Rainhard bisa saja menyusulnya, akan tetapi ia memilih tidak melakukannya. Ia memandangi kepergian Hazel dengan senyum miring tergurat di wajahnya.
***
Hazel kembali ke balkon lantai dua dengan langkah yang penuh keraguan, jantungnya berdetak kencang. Malam yang dingin justru menambah kegelisahannya. Ia berdiri di sana, memandangi langit bertabur bintang sambil mencoba menenangkan dirinya. Pemandangan kastil tua di bawahnya sedikit memberikan rasa tenang. Ia berharap pria misterius tadi tidak mengikuti jejaknya.
"Sudah berlalu satu jam," bisik Hazel pada dirinya sendiri, mencoba menenangkan hati. "Aku harus kembali ke ballroom."
Namun, setiap langkah terasa berat. Keringat dingin menetes di pelipisnya, membuat ketidaknyamanan bertambah. Hazel menoleh ke aula pesta yang masih ramai dengan tamu-tamu yang sedang bercakap-cakap dan tertawa. Ia menyadari bahwa Duke Kingsley kemungkinan besar sedang mencarinya di antara kerumunan.
Dengan napas yang tidak beraturan, Hazel memutuskan untuk menghadapi situasi. Ia harus masuk ke aula, berusaha tampil seperti biasa, sambil berharap Duke Kingsley tidak memperhatikannya.

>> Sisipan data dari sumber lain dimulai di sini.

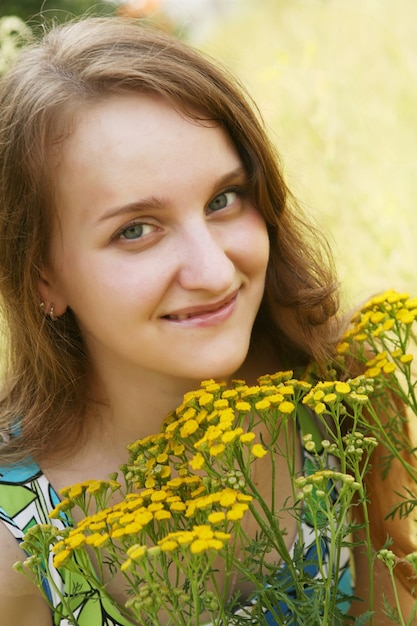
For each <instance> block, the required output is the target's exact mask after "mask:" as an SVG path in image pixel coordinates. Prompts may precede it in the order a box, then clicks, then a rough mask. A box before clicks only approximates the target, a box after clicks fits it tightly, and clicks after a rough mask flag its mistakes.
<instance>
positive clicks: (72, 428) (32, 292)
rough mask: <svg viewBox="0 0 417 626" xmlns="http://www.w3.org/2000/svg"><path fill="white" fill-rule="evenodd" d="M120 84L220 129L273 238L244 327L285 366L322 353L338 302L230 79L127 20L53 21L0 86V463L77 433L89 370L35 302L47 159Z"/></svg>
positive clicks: (241, 97)
mask: <svg viewBox="0 0 417 626" xmlns="http://www.w3.org/2000/svg"><path fill="white" fill-rule="evenodd" d="M131 91H135V92H147V93H156V94H159V95H161V96H162V97H164V98H166V99H167V100H169V101H170V103H171V104H172V105H173V106H175V107H176V108H177V109H178V110H179V111H181V112H184V113H186V114H188V115H190V116H192V117H193V118H194V119H199V118H202V119H203V118H204V119H210V120H215V121H216V122H217V123H219V124H221V125H222V126H223V128H224V129H225V130H226V131H227V132H228V134H229V135H230V137H231V138H232V140H233V142H234V144H235V146H236V148H237V150H238V152H239V154H240V157H241V159H242V161H243V163H244V166H245V168H246V170H247V173H248V178H249V181H250V187H251V193H252V195H253V201H254V203H255V205H256V206H257V207H258V209H259V211H260V213H261V214H262V216H263V217H264V219H265V221H266V223H267V226H268V230H269V237H270V243H271V254H270V263H269V268H268V271H267V279H266V290H265V296H264V299H263V302H262V305H261V308H260V311H259V314H258V318H257V320H256V323H255V334H256V331H259V330H260V331H261V332H262V333H263V334H264V335H265V334H267V335H268V336H269V337H270V340H271V341H272V342H274V343H275V344H276V346H277V349H279V350H280V355H281V357H282V359H283V362H286V363H287V364H288V366H291V367H295V366H302V365H304V364H306V363H307V362H309V361H310V360H311V359H312V358H315V359H321V358H323V357H324V356H326V355H327V354H328V351H329V346H330V343H331V339H332V337H331V333H330V329H331V325H332V319H333V316H334V314H335V312H336V310H337V297H336V288H335V280H334V275H333V269H332V265H331V261H330V257H329V256H328V254H327V250H326V246H325V245H322V243H320V242H319V238H318V236H317V233H315V232H314V230H313V229H312V227H311V226H310V225H308V224H306V223H305V221H304V218H303V217H302V214H301V210H300V209H299V207H297V206H296V204H295V202H294V200H293V198H292V197H291V195H290V193H289V191H288V189H287V187H286V184H285V182H284V180H283V177H282V175H281V171H280V166H279V160H278V157H277V154H276V152H275V150H274V148H273V146H272V145H271V143H270V141H269V139H268V137H267V134H266V132H265V129H264V126H263V123H262V121H261V119H260V116H259V113H258V111H257V109H256V106H255V105H254V104H253V102H251V100H250V98H249V96H248V95H247V94H246V92H245V90H244V89H243V88H242V86H241V85H240V84H239V82H238V81H237V80H236V79H235V78H233V77H232V76H231V75H230V73H229V72H228V71H227V70H226V69H225V68H223V67H220V66H219V64H217V63H215V62H214V61H212V60H211V59H208V58H206V57H205V56H204V55H202V54H201V53H200V52H197V51H196V50H194V49H193V48H192V47H190V46H188V45H185V44H184V43H182V42H181V41H179V40H178V39H176V38H174V37H172V36H169V35H167V34H165V33H163V32H160V31H157V30H154V29H151V28H148V27H146V26H143V25H142V26H141V25H139V24H138V23H137V22H134V21H131V20H128V19H124V18H87V19H82V20H80V21H74V22H69V23H67V24H65V25H61V26H56V27H53V28H51V29H50V30H49V32H46V34H43V35H42V36H41V37H40V38H39V40H36V41H34V42H32V43H31V44H30V45H29V46H28V47H27V49H26V50H24V51H23V52H22V53H21V55H20V56H19V58H18V60H17V62H16V63H15V65H14V67H13V68H12V69H11V70H10V71H9V72H8V73H7V75H6V76H5V77H3V79H2V81H1V83H0V290H1V294H2V299H3V318H4V322H3V324H4V326H5V333H6V335H7V337H8V364H7V372H6V373H7V376H6V387H5V392H4V397H3V401H2V404H1V407H0V431H2V432H3V433H4V436H3V439H4V443H3V444H2V446H1V454H0V458H1V459H2V462H3V461H11V460H16V459H19V458H23V457H26V456H27V455H29V454H32V455H35V456H37V457H42V455H43V454H44V453H45V452H47V451H48V450H51V448H52V446H53V447H54V450H57V449H58V450H62V452H63V453H64V452H68V451H71V448H72V447H73V446H74V445H75V442H76V441H77V438H78V437H79V436H80V434H81V431H82V425H83V416H84V415H85V411H86V407H87V401H88V396H87V384H86V380H87V374H88V367H89V362H88V358H87V355H86V352H85V347H84V343H83V338H82V336H81V334H80V331H79V328H78V325H77V322H76V319H75V317H74V315H73V314H72V312H71V310H68V311H67V312H66V313H65V314H64V315H63V316H61V317H60V318H59V320H58V321H57V322H55V323H53V322H51V321H50V320H48V319H46V318H45V315H44V314H43V313H42V311H40V310H39V300H40V298H39V294H38V289H37V285H38V280H39V272H40V269H41V268H42V267H43V266H44V264H45V261H46V259H47V254H48V248H49V241H50V237H51V225H52V221H53V219H52V218H53V214H54V213H53V211H54V207H53V198H52V196H51V181H50V180H49V176H50V172H49V170H48V156H49V154H50V151H51V148H52V147H53V146H54V145H56V144H59V142H60V141H63V140H64V139H65V137H66V136H68V134H70V132H71V123H72V121H73V115H74V113H75V112H76V111H77V108H78V107H83V105H85V104H86V103H88V102H94V101H98V100H100V99H102V98H105V97H107V96H108V95H110V94H114V93H123V92H131ZM16 424H17V428H16ZM14 430H16V432H13V431H14Z"/></svg>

Setelah menarik napas dalam-dalam, Hazel melangkah dengan tekad masuk kembali ke aula. Ia disambut oleh senyuman ramah dari beberapa putri dan bangsawan yang sedang berbincang di sekitar ruangan. Hazel membalas sapaan mereka dengan sopan, meskipun hatinya terus berdebar kencang.
Hazel merasa sampanye yang sempat diminumnya menjadi penyebab utama kegelisahannya. Alkohol sepertinya telah mempengaruhi pikirannya, hampir membuatnya melakukan sesuatu yang akan merusak segalanya. Seperti yang selalu dikatakan oleh dokter, alkohol adalah musuh utamanya. Hazel menyadari seharusnya ia tidak menyentuh minuman itu, tetapi rasa penasaran membuatnya mencicipi, dan kini ia merasakan akibatnya. Hazel bersumpah untuk menjauhi alkohol di masa depan.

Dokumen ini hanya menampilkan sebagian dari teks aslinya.